During the assessment period of the UK’s legal and regulatory data protection landscape, the Commission concluded that:
- the UK regulatory framework provides a satisfactory level of protection for personal data within the meaning of the GDPR;
- the oversight mechanisms and redress avenues available in the UK allows data subjects to obtain access to their personal data collected for different purposes and require rectification of any information; and
- any impact on the fundamental rights of the individuals whose personal data are transferred from the EU to the UK for public interest purposes will be limited to the minimum necessary to reach the relevant objective.
The Commission highlights that the decision was reached on the basis that the UK currently adheres to the ECHR and is subject to the jurisdiction of the European Court of Human Rights and such scenario must perdure on a continued basis.

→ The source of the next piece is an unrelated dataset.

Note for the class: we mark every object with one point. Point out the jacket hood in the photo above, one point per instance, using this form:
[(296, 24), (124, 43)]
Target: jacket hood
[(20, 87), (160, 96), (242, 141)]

CONSEQUENCES OF THE ADEQUACY DECISION
If a final adequacy decision (the “Decision“) is formally adopted, the Decision will be binding on all organs of the EU 27 member states to which it is addressed. As such, during the period in which the Decision is valid, data may be freely transferred between the UK and the EU members states without the need of complying with any additional requirements such as the Standard Contractual Clauses.
The Decision will apply for a period of four years from the effective date renewable for another four years if the Commission deems that the level of data protection provided by the UK is still satisfactory.
On 16 April 2021, the European Data Protection Board (“EDPB“) issued two opinions on the Commission’s Draft Decision. The first opinion (14/2021) covers matters related to the GDPR and general data protection elements. The second opinion (15/2021) relates to the LED.
The EDPB recognises that the EU and UK frameworks around data protection are broadly equivalent. Nonetheless, the EDPB highlights some areas of concern such as the UK liberty to diverge from the GDPR standards in the future.
In light of this, the EDPB encourages the Commission position of granting adequacy subject to ongoing monitoring and reviews.
The final step required before the Commission can formally adopt the Decision is the approval of the committee of representatives of EU member states.
At this stage, there is no information on how long it will take for the final step to be finalised. However, it is expected that the process will be concluded before 30 June 2021, when the interim period comes to an end.